The current round of discussion that reactivated this thread came about as a result of NHDOT holding a public hearing (virtually) on the project and its current status and plans. Based on the slides from their presentation (linked on the last page, and where the station-site renderings came from) they've clearly made some progress. I think it's implied if not outright been stated by them that the recent federal largesse (including the infrastructure bill) was at least one of the motivations for their renewed interest. As for the apparent radio silence since 2014, I imagine there's probably been some status updates if not actual significant progress over the years, but nothing that anyone ever deemed worthy of resurrecting this thread for.

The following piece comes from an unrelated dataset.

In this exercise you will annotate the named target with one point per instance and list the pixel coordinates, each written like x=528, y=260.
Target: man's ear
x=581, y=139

I have to say, whenever I get reminded of how much time so many of these projects just to even start, I start thinking how much of my life has already passed. I was a literal high schooler when I just joined the forum. And the implications for so many projects we keep hoping too. If projects like this are looking so far away still - it does not bode well for so many other projects. Granted, the ones in my mind are much different projects with different economic and engineering barriers. But I feel like the political barriers are still the same even though this involves NH. At these speeds, how many New England area transit projects would we actually see even start within our lifetimes?
The degree to which transit projects can get bogged down around here, by any number of factors, is quite depressing, though I would argue that this one in particular doesn't merit as much despair as some others. (The utter lack of progress on Red-Blue, among the other projects blatantly undermined by Baker & Company, is to me stronger cause for disappointment.) The problem is that New Hampshire is not structured to function well when it comes to transit planning. In addition to a massive state house of representatives and an unusually-powerful governor's council, they've also got a governor who's up for reelection every two years (as are the state representatives). It tends to lead to them changing tack fairly quickly whenever the party in power changes, and the whole system is incentivized towards short-termism. Add that to the state's deserved reputation for not loving taxation that would pay for transit projects (and somewhat-unusual-for-New England small-government-ism) and you've got a recipe for a state whose political and governance structure doesn't tend to incentivize transit. They know it can benefit them (if not uniformly across the state), which is why it makes a lot of sense that they've got momentum again when they see a tidal wave of federal money that can largely eliminate any political drawbacks to the plan, 'cause it won't really be the state taxpayers being asked to directly foot the bill.
It's absolutely bizarre that better connecting your state's middling cities to one of the most dynamic global economic centers is considered at all controversial or "hot-button." I'm not even talking as a transit-enthusiast, this is just meat and potatoes business attraction and retention.
In a state with a government and political culture like NH's, it's going to be hot-button. Most of it's nowhere near urban enough to go without cars (like most of the US) so driving is the assumed default with all the benefits to road interests that come with it. Meaning, transit is inevitably classed as benefitting "some people" rather than everybody (which is also true in MA, just the "some people" who would benefit directly is larger), even if the economic effects (which are pretty intangible to the average citizen) are more widespread. What you wind up with is that an anti-tax, frequently anti-spend state's citizenry (and their representatives) are being asked to pay 'their' money for something a lot of them aren't likely to use (much, if at all) and that doesn't directly, immediately, or particularly tangibly benefit them. Add that ask into a governing structure with a lot of elected officials (the state House of Reps is disproportionately huge), a lot of veto points, and particularly where
everybody including the governor is pretty much constantly running for re-election, and you've got a recipe for an issue that a lot of people won't want to touch because of the political issue, even though rather more of them understand it's valuable on its merits. (Also why the state can tend to get cooperative in a hurry whenever someone else foots the bill. It's less reflexive ideological opposition and more cheapskatery.)